Burundi : moins de 25% de journalistes ont eu la carte de presse
Ce vendredi, le CNC (Conseil national de la communication) a procédé au lancement de renouvellement de la carte de presse. Seulement, très peu de journalistes ont pu obtenir leur carte professionnelle. Le CNC explique le résultat par des dossiers qui ne remplissent pas les critères ou des retards de dépôt de dossiers. (SOS Médias Burundi)
Sur un millier de journalistes ayant demandé la carte, seules près de 240 cartes ont été octroyées, selon Vestine Nahimana présidente du CNC.
« Les cartes distribuées sont encore très peu par rapport à la demande comptée à un millier.
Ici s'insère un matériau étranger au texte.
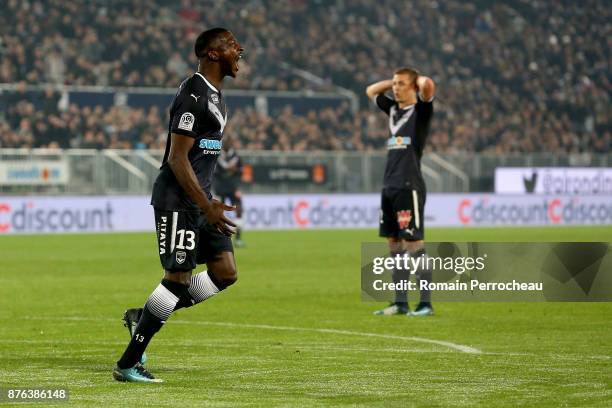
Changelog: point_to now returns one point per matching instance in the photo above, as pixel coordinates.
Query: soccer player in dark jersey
(226, 181)
(403, 195)
(192, 228)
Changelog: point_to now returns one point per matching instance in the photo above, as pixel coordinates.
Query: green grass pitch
(293, 330)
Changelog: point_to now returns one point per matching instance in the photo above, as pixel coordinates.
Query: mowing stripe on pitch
(447, 344)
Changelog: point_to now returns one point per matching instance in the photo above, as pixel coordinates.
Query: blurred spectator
(512, 76)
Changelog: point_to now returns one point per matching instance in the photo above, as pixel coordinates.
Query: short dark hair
(205, 40)
(408, 71)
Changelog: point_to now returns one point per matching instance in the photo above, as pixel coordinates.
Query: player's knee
(227, 275)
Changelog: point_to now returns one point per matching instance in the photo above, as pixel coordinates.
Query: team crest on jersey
(186, 121)
(180, 257)
(403, 218)
(398, 142)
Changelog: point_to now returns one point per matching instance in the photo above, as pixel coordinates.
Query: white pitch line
(448, 344)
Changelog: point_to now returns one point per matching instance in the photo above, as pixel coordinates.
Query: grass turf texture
(63, 297)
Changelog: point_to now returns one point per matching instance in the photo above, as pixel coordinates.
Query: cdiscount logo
(311, 214)
(557, 210)
(26, 217)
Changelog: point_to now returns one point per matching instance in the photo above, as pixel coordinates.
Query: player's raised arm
(426, 88)
(379, 87)
(178, 161)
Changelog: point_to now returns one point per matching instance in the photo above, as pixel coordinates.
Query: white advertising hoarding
(31, 215)
(34, 173)
(553, 180)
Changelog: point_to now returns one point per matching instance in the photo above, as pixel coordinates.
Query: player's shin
(202, 287)
(156, 311)
(424, 277)
(400, 275)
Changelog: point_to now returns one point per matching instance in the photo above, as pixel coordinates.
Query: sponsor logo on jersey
(161, 227)
(398, 142)
(210, 146)
(186, 121)
(403, 218)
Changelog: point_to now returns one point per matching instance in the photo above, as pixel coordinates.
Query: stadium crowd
(520, 76)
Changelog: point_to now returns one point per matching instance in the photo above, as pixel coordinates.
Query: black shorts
(232, 196)
(185, 239)
(402, 214)
(228, 192)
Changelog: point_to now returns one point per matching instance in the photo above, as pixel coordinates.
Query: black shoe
(423, 309)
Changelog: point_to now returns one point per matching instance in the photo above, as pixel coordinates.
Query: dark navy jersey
(227, 174)
(408, 129)
(198, 111)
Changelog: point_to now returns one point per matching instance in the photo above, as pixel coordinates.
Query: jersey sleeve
(384, 103)
(187, 114)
Beaucoup de journalistes n’ont pas eu leur carte parce qu’ils ne remplissaient pas des critères professionnels pour obtenir la carte de presse. D’autres n’ont pas déposé à temps leur dossier », a-t-elle expliqué.
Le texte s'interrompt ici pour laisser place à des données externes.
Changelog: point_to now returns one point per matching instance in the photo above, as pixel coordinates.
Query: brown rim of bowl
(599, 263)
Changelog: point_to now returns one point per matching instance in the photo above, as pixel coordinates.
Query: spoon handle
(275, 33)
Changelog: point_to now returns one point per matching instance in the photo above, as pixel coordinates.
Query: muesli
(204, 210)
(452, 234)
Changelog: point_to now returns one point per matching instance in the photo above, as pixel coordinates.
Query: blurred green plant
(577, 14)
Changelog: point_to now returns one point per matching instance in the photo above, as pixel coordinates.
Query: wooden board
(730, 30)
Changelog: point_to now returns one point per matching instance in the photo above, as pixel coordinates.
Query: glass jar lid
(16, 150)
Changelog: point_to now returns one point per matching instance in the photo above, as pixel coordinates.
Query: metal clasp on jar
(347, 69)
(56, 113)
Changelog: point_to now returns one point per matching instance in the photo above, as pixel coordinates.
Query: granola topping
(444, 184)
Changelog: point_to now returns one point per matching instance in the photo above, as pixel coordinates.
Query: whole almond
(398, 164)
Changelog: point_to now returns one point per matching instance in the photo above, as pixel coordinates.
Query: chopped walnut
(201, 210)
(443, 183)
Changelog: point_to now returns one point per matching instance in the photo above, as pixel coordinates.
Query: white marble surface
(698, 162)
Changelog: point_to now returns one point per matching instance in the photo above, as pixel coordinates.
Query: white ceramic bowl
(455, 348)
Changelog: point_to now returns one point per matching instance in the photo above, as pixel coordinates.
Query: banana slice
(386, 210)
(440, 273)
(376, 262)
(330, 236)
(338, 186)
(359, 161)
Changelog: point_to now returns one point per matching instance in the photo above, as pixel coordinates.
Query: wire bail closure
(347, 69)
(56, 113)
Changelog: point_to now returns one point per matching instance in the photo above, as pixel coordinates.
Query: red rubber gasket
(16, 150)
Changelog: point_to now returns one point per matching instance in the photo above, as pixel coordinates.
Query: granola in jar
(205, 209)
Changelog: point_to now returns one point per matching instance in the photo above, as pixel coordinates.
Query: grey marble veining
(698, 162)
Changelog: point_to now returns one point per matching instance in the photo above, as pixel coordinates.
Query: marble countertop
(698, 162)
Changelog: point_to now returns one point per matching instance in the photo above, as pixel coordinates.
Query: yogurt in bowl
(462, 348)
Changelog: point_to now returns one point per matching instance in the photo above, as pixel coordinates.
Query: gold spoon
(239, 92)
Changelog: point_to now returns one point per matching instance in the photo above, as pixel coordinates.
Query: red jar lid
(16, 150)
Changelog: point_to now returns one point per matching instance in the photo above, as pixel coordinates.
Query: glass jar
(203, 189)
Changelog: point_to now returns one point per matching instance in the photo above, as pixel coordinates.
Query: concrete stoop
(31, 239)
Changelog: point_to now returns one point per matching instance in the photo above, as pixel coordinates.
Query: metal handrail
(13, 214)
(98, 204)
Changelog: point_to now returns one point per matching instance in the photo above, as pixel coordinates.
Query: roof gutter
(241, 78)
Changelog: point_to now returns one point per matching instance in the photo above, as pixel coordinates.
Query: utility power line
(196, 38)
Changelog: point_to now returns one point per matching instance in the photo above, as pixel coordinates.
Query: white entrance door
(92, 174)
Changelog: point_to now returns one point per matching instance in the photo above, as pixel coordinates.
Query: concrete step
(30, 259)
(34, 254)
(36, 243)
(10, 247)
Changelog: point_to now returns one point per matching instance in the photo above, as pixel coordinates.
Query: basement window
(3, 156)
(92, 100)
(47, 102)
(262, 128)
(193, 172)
Ceux qui en ont eu, elle les interpelle à en faire bon usage.
« […], cette carte ouvre la porte aux journalistes pour accéder aux sources d’information », a insisté Mme Nahimana.
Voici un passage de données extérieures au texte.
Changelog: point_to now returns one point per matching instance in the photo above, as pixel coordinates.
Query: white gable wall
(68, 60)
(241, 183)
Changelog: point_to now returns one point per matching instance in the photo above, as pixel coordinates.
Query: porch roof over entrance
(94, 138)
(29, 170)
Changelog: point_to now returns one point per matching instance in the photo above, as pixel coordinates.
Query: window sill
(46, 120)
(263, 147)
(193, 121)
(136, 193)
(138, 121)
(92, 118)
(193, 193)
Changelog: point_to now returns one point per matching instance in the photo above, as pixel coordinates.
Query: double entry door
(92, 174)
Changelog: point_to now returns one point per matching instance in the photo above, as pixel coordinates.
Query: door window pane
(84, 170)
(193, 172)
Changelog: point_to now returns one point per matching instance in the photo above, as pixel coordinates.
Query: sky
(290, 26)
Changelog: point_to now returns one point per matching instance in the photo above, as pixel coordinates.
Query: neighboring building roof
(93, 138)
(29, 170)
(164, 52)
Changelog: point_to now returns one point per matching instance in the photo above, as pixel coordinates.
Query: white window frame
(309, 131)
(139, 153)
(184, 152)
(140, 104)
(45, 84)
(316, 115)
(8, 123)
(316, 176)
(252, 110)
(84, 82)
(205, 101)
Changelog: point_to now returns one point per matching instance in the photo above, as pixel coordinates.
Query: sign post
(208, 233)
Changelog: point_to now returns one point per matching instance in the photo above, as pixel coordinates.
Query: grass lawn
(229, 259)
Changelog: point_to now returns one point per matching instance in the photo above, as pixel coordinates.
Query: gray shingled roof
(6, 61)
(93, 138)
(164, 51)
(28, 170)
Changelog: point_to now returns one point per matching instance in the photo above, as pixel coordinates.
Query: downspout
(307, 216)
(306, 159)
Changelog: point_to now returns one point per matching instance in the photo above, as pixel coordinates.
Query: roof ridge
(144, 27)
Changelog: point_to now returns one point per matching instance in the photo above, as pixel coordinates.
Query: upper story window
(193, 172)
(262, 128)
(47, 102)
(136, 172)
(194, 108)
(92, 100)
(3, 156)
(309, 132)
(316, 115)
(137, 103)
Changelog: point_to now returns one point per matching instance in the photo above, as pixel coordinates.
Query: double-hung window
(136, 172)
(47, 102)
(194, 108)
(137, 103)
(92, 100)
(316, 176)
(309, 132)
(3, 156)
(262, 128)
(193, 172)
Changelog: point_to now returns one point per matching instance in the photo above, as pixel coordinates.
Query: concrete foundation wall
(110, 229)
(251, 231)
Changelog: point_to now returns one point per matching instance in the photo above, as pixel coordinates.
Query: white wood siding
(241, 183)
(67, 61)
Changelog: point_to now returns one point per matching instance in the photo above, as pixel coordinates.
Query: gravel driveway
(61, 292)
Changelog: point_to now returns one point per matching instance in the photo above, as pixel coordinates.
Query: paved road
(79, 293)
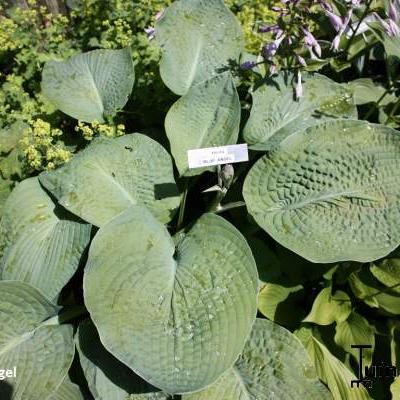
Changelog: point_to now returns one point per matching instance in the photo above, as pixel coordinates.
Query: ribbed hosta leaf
(167, 307)
(198, 39)
(331, 193)
(273, 365)
(67, 391)
(41, 243)
(108, 378)
(275, 114)
(207, 116)
(110, 175)
(90, 86)
(32, 341)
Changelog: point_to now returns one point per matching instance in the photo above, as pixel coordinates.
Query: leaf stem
(182, 206)
(376, 105)
(367, 6)
(229, 206)
(66, 315)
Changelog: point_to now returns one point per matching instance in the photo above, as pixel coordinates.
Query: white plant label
(208, 156)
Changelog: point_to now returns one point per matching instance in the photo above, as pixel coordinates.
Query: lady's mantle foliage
(176, 304)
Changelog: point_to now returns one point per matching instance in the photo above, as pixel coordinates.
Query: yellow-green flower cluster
(41, 148)
(89, 131)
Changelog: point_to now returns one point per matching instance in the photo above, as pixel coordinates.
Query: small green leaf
(32, 340)
(394, 327)
(198, 39)
(108, 378)
(395, 389)
(365, 91)
(111, 175)
(273, 364)
(327, 192)
(330, 370)
(275, 301)
(328, 308)
(367, 288)
(276, 115)
(90, 86)
(166, 307)
(40, 243)
(207, 116)
(388, 273)
(355, 330)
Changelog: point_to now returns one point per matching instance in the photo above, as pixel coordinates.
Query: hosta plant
(127, 274)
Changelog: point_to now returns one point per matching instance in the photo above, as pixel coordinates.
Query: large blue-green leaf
(276, 114)
(40, 243)
(207, 116)
(331, 192)
(110, 175)
(67, 391)
(107, 377)
(32, 340)
(198, 39)
(176, 310)
(90, 86)
(273, 365)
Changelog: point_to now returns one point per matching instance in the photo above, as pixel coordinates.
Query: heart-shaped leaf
(330, 193)
(110, 175)
(32, 341)
(108, 378)
(90, 86)
(273, 365)
(41, 243)
(198, 39)
(207, 116)
(167, 307)
(67, 391)
(275, 114)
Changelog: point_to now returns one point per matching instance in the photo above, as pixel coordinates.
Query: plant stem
(69, 314)
(367, 6)
(182, 206)
(392, 112)
(376, 105)
(229, 206)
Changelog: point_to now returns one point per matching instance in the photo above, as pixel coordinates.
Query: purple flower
(393, 15)
(301, 60)
(311, 43)
(271, 28)
(159, 15)
(270, 49)
(336, 42)
(247, 65)
(299, 86)
(150, 32)
(390, 26)
(335, 20)
(326, 5)
(344, 22)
Pour avoir cette nouvelle carte de presse, l’une des conditions était de déposer un contrat de travail et un paiement de 15 mille francs burundais, ainsi que la remise de l’ancienne carte dont la validité a expiré.
La nouvelle carte a une durée de cinq ans.
Depuis la crise de 2015 déclenchée par un autre mandat controversé de feu président Pierre Nkurunziza, les autorités burundaises ont souvent été accusées de « harceler les médias ».
Mais lors des trios dernières années, la petite nation de l’Afrique de l’est a gagné 53 places sur le classement de la liberté de la presse établi par RSF (Reporters sans frontières) passant de la 160e à la 107e place.
Le classement évalue les conditions d’exercice du journalisme dans 180 pays et territoires.